Detective-Conan-in-arrivo-su-mediaset-italia-2-settima-stagione

detective-conan-zero-no-shikkounin_visual_artShinichi si rifugia dal vicino di casa, il professor Hiroshi Agasa e, seguendo il prezioso consiglio di quest’ultimo, decide di nascondere la propria identità ai conoscenti, così da evitare la possibile scoperta da parte dell’Organizzazione della sua reale sorte. Per questo motivo, alla domanda di Ran sull’identità del bambino, il ragazzo, scorgendo alcuni titoli di libri su uno scaffale, inventa sul momento il nominativo di Conan Edogawa, prendendo spunto dai libri di Arthur Conan Doyle e Ranpo Edogawa che scorge sulla libreria di casa. Il professor Agasa suggerisce al ragazzo di trasferirsi a casa di Ran e di suo padre, in modo da poter controllare da vicino che alla sua amata non accada nulla di male, temendo una rivendicazione da parte dell’Organizzazione. 

 

Da questo momento in poi Conan risolverà tutti i casi che verranno affidati a Kogoro o con cui verrà a contatto insieme ai suoi nuovi amici, nonché compagni di classe delle elementari, con cui forma la squadra dei Detective Boys. Non potendo permettersi di destare sospetti sulla propria identità ogni volta utilizza un orologio spara aghi soporiferi per addormentare Kogoro (o chi è presente in sua assenza) ed un modulatore vocale a forma di papillon per imitarne la voce. Queste sono tutte invenzioni del professor Agasa, che oltre a questi gingilli ha ideato per il giovane detective altri strumenti utili che a cui può ricorrere nel corso nelle indagini, come le scarpe potenziate che calciano oggetti ad una velocità tale da abbattere chiunque venga colpito. In questo modo continuerà ad investigare alla ricerca della più piccola prova che lo riavvicini all’Organizzazione. Con il prosieguo dei casi verrà fortuitamente a conoscenza dei nomi in codice dei due individui responsabili del suo restringimento, Gin e Vodka. In un secondo momento irromperà sulla scena Ai Haibara, ex-membro dell’Organizzazione e creatrice dell’APTX4869, fuggita dopo avere assunto tale sostanza. In seguito faremo la conoscenza di molti personaggi collegati alla trama principale, e l’entrata in scena dell’FBI, della CIA e dei servizi segreti Giapponesi; nonché di ulteriori componenti dell’Organizzazione nera, come Vermouth, Kir, Chianti, Korn, Bourbon, Rum e Calvados.

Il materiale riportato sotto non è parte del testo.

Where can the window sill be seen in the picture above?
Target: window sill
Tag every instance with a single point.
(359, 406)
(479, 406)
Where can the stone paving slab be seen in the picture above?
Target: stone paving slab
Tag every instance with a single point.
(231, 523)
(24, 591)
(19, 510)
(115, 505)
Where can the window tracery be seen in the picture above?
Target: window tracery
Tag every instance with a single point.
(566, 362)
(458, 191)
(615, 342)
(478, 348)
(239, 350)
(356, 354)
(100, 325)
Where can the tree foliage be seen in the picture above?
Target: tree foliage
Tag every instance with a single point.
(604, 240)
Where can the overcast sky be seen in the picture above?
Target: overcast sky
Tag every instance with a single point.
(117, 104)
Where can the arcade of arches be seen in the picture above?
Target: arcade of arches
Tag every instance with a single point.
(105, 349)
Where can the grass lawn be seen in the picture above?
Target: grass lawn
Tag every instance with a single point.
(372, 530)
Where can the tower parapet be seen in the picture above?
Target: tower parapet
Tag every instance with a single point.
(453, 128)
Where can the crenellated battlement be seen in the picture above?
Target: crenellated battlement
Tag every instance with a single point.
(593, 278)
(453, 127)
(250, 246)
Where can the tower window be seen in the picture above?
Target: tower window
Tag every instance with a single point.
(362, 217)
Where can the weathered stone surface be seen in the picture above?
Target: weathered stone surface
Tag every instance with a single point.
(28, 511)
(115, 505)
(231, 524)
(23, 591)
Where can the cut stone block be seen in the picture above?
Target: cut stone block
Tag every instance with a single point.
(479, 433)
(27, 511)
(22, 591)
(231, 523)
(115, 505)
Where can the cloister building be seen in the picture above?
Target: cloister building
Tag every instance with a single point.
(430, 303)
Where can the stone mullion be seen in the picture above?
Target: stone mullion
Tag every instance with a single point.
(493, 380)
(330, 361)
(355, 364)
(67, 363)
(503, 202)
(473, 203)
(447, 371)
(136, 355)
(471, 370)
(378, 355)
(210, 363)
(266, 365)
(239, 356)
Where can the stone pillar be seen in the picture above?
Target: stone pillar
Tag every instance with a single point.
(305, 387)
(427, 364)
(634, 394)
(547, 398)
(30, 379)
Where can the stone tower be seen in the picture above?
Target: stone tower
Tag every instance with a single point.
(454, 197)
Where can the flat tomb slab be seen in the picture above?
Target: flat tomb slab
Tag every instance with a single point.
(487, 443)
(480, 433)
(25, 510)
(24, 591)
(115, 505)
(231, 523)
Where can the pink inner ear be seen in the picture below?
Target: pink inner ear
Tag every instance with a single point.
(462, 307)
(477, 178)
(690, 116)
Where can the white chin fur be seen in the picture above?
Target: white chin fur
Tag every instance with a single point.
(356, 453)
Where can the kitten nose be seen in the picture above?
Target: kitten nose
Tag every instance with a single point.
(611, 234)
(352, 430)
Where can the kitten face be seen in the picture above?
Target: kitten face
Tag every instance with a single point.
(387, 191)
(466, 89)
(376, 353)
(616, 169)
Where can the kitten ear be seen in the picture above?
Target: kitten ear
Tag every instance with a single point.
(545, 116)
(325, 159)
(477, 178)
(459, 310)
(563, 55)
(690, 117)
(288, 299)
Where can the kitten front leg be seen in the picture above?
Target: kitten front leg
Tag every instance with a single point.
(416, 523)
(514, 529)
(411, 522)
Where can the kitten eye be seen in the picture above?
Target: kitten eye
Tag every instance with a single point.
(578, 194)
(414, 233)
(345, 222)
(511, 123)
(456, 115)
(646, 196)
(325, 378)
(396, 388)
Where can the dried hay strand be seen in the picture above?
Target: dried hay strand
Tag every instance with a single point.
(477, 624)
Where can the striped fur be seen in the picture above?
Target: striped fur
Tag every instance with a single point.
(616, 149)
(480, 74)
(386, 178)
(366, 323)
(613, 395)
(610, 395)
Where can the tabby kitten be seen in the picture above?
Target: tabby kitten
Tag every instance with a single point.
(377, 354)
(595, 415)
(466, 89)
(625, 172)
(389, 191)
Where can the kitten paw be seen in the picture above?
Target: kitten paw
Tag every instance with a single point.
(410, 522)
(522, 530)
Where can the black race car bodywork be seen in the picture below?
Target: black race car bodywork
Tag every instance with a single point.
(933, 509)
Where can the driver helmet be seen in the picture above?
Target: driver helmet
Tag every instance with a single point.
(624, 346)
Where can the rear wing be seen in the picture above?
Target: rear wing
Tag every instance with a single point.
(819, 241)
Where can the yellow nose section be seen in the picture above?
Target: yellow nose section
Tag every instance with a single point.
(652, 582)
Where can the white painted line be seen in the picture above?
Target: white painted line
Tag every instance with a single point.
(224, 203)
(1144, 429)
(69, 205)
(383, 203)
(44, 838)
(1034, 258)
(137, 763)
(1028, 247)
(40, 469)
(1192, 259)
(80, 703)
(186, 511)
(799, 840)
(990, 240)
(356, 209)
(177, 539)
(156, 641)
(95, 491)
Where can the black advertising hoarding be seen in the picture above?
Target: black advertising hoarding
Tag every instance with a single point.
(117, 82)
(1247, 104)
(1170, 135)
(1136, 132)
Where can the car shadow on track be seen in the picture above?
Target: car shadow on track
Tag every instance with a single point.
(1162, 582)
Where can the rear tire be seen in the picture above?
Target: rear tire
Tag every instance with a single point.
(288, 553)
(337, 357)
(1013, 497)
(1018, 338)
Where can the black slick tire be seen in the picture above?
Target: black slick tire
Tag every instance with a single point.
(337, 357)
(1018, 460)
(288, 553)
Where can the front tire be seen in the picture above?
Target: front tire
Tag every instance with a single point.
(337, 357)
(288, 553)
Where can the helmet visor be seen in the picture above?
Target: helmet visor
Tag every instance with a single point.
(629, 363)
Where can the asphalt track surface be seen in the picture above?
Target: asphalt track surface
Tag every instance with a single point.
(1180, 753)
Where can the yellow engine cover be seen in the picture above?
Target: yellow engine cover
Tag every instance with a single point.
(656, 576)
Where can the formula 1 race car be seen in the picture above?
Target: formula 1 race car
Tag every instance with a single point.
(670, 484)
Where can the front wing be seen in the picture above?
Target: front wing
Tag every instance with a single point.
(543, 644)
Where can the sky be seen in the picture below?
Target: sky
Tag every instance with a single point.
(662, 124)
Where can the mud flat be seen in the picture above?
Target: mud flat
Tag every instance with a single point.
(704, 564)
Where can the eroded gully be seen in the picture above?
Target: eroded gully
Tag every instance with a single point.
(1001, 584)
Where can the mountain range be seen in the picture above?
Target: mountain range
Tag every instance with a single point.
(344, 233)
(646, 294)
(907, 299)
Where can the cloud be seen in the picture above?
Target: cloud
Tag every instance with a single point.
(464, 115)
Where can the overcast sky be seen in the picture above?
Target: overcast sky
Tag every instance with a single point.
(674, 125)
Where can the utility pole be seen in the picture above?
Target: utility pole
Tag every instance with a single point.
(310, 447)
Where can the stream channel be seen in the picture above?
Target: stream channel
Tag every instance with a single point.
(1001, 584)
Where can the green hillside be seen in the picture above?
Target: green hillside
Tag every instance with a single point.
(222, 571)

Così Conan, con l’aiuto di Ai, Shuichi Akai e Jodie Staarling (membri dell’FBI), continua la sua caccia agli uomini in nero, alla ricerca dell’antidoto che lo renderà nuovamente un ragazzo di 17 anni e in modo tale confessare i propri sentimenti a Ran.

Sono rimasto piacevolmente colpito dalla storia fin dai primi istanti, ed essendo appassionato di libri gialli non potevo fare a meno di recuperare tutti gli episodi usciti fino ad adesso, in modo da andare in pari. Devo ammettere che, seppur i casi a volte possano assomigliarsi, presentano tutti caratteristiche differenti, tanto da renderli unici e a tratti divertenti (perché come potete immaginare varie gag non possono mancare all’interno di un manga). 

Bene, spero anche quest’oggi di avervi fatto tornare nostalgia della vostra infanzia, quando la spensieratezza era tutto ciò che si aveva e si sognavano avventure come nelle serie animate viste. 

Con questo vi saluto e spero di rivedervi in un prossimo articolo, sempre qui, sempre il vostro Shadow!